Deflated preconditioned conjugate gradient method for solving single-step BLUP models efficiently

Abstract Background The single-step single nucleotide polymorphism best linear unbiased prediction (ssSNPBLUP) method, such as single-step genomic BLUP (ssGBLUP), simultaneously analyses phenotypic, pedigree, and genomic information of genotyped and non-genotyped animals. In contrast to ssGBLUP, SNP effects are fitted explicitly as random effects in the ssSNPBLUP model. Similarly, principal components associated with the genomic information can be fitted explicitly as random effects in a single-step principal component BLUP (ssPCBLUP) model to remove noise in genomic information. Single-step genomic BLUP is solved efficiently by using the preconditioned conjugate gradient (PCG) method. Unfortunately, convergence issues have been reported when solving ssSNPBLUP by using PCG. Poor convergence may be linked with poor spectral condition numbers of the preconditioned coefficient matrices of ssSNPBLUP. These condition numbers, and thus convergence, could be improved through the deflated PCG (DPCG) method, which is a two-level PCG method for ill-conditioned linear systems. Therefore, the first aim of this study was to compare the properties of the preconditioned coefficient matrices of ssGBLUP and ssSNPBLUP, and to document convergence patterns that are obtained with the PCG method.

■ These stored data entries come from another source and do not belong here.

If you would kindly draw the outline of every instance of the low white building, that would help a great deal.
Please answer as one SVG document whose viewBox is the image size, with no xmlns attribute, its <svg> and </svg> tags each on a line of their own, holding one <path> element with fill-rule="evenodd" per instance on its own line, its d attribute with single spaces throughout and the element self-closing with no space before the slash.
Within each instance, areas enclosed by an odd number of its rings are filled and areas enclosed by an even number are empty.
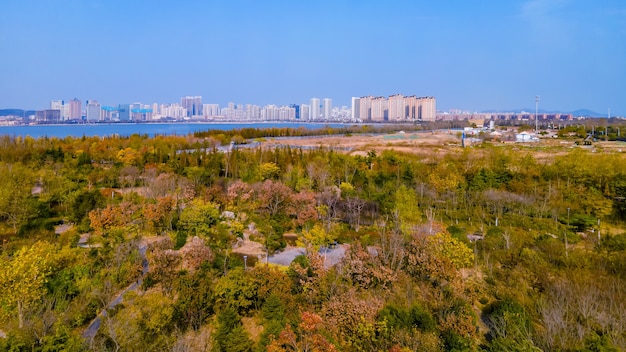
<svg viewBox="0 0 626 352">
<path fill-rule="evenodd" d="M 516 142 L 537 142 L 539 141 L 539 138 L 537 138 L 536 136 L 528 132 L 521 132 L 515 135 L 515 141 Z"/>
</svg>

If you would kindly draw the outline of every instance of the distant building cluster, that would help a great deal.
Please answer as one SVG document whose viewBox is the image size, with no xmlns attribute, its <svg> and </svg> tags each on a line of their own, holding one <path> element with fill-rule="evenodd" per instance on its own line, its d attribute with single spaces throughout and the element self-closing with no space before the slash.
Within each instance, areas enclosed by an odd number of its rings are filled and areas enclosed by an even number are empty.
<svg viewBox="0 0 626 352">
<path fill-rule="evenodd" d="M 139 122 L 139 121 L 353 121 L 347 106 L 333 107 L 332 99 L 312 98 L 309 104 L 253 105 L 228 103 L 203 104 L 201 96 L 185 96 L 180 103 L 146 105 L 142 103 L 101 105 L 97 100 L 78 99 L 68 102 L 52 100 L 50 108 L 36 111 L 29 117 L 37 123 L 84 122 Z"/>
<path fill-rule="evenodd" d="M 538 113 L 539 121 L 572 121 L 573 114 L 561 113 Z M 522 111 L 515 112 L 487 112 L 487 113 L 471 113 L 459 110 L 450 110 L 437 114 L 437 120 L 445 121 L 463 121 L 463 120 L 487 120 L 487 121 L 535 121 L 535 113 Z"/>
<path fill-rule="evenodd" d="M 366 96 L 352 98 L 352 116 L 363 122 L 435 121 L 437 102 L 434 97 Z"/>
</svg>

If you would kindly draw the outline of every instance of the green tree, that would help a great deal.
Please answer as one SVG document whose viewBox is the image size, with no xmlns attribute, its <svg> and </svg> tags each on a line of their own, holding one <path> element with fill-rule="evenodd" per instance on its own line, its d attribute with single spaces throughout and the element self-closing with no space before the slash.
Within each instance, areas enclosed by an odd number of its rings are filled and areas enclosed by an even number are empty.
<svg viewBox="0 0 626 352">
<path fill-rule="evenodd" d="M 247 352 L 254 346 L 233 307 L 226 307 L 217 314 L 214 338 L 217 350 L 222 352 Z"/>
<path fill-rule="evenodd" d="M 253 308 L 257 297 L 257 285 L 242 267 L 236 267 L 215 284 L 217 303 L 247 312 Z"/>
<path fill-rule="evenodd" d="M 70 221 L 81 224 L 81 230 L 85 232 L 89 229 L 88 214 L 90 211 L 98 208 L 103 208 L 106 204 L 106 200 L 99 190 L 83 191 L 76 194 L 76 198 L 71 202 L 69 218 Z"/>
<path fill-rule="evenodd" d="M 267 344 L 280 336 L 280 332 L 287 323 L 285 319 L 285 304 L 278 294 L 271 294 L 261 310 L 263 317 L 263 333 L 259 341 L 259 350 L 265 351 Z"/>
<path fill-rule="evenodd" d="M 194 199 L 183 209 L 178 220 L 178 227 L 189 236 L 212 238 L 215 234 L 214 225 L 219 220 L 218 205 Z"/>
</svg>

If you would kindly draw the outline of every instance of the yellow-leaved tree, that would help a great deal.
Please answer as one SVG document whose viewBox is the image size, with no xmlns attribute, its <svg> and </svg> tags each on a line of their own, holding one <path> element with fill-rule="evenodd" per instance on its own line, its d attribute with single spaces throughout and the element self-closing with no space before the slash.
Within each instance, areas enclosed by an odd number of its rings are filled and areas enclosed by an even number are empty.
<svg viewBox="0 0 626 352">
<path fill-rule="evenodd" d="M 17 312 L 20 329 L 25 313 L 45 293 L 44 285 L 52 273 L 56 247 L 48 242 L 24 246 L 13 258 L 0 261 L 0 316 Z"/>
<path fill-rule="evenodd" d="M 422 219 L 422 211 L 419 209 L 417 195 L 413 189 L 400 185 L 395 194 L 396 221 L 403 233 L 408 234 Z"/>
<path fill-rule="evenodd" d="M 429 236 L 426 243 L 431 253 L 447 258 L 457 269 L 469 267 L 474 263 L 474 251 L 450 234 L 438 233 Z"/>
<path fill-rule="evenodd" d="M 302 237 L 298 239 L 298 245 L 302 247 L 312 245 L 316 251 L 322 246 L 328 246 L 335 242 L 335 227 L 336 225 L 328 231 L 322 224 L 316 223 L 312 229 L 302 232 Z"/>
</svg>

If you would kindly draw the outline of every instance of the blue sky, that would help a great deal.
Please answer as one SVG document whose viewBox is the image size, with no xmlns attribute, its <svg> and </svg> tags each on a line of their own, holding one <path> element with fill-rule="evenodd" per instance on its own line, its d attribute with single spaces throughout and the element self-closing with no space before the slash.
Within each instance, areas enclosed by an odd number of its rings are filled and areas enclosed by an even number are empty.
<svg viewBox="0 0 626 352">
<path fill-rule="evenodd" d="M 395 93 L 626 115 L 626 1 L 0 1 L 0 108 Z"/>
</svg>

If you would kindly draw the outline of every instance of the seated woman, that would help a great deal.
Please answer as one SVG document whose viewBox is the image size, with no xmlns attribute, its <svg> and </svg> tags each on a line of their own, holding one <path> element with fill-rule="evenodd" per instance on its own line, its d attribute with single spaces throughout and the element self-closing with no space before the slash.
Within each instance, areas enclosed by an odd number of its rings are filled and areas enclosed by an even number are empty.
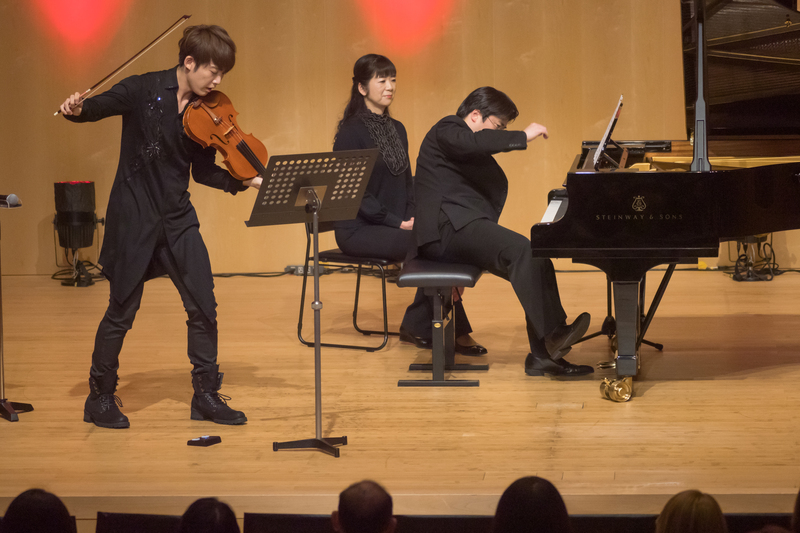
<svg viewBox="0 0 800 533">
<path fill-rule="evenodd" d="M 358 216 L 336 223 L 336 244 L 348 255 L 402 261 L 412 243 L 414 183 L 403 124 L 389 116 L 396 69 L 381 55 L 368 54 L 353 67 L 350 101 L 333 142 L 334 151 L 378 148 L 380 155 L 367 184 Z M 422 289 L 406 309 L 400 341 L 431 348 L 433 307 Z M 484 355 L 459 301 L 455 304 L 456 352 Z"/>
</svg>

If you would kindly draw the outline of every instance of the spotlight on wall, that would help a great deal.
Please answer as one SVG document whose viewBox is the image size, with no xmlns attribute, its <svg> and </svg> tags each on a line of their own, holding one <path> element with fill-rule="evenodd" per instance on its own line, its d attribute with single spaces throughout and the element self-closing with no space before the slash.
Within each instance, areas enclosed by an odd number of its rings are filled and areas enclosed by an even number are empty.
<svg viewBox="0 0 800 533">
<path fill-rule="evenodd" d="M 62 181 L 54 185 L 56 217 L 53 224 L 58 233 L 58 244 L 65 251 L 72 251 L 72 273 L 62 279 L 61 284 L 88 287 L 94 284 L 93 276 L 78 259 L 78 249 L 92 245 L 97 223 L 104 222 L 94 212 L 94 182 Z"/>
</svg>

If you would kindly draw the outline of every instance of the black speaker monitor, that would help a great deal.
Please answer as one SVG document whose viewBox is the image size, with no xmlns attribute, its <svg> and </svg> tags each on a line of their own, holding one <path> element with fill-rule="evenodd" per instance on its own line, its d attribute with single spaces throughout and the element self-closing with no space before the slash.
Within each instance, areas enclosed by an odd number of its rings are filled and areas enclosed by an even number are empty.
<svg viewBox="0 0 800 533">
<path fill-rule="evenodd" d="M 61 181 L 54 185 L 59 246 L 71 250 L 91 246 L 97 225 L 94 182 Z"/>
</svg>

The second aim was to implement and test the efficiency of a DPCG method for solving ssSNPBLUP and ssPCBLUP. Results For two dairy cattle datasets, the smallest eigenvalues obtained for ssSNPBLUP (ssPCBLUP) and ssGBLUP, both solved with the PCG method, were similar. However, the largest eigenvalues obtained for ssSNPBLUP and ssPCBLUP were larger than those for ssGBLUP, which resulted in larger condition numbers and in slow convergence for both systems solved by the PCG method. Different implementations of the DPCG method led to smaller condition numbers, and faster convergence for ssSNPBLUP and for ssPCBLUP, by deflating the largest unfavourable eigenvalues. Conclusions Poor convergence of ssSNPBLUP and ssPCBLUP when solved by the PCG method are related to larger eigenvalues and larger condition numbers in comparison to ssGBLUP. These convergence issues were solved with a DPCG method that annihilates the effect of the largest unfavourable eigenvalues of the preconditioned coefficient matrix of ssSNPBLUP and of ssPCBLUP on the convergence of the PCG method. It resulted in a convergence pattern, at least, similar to that of ssGBLUP.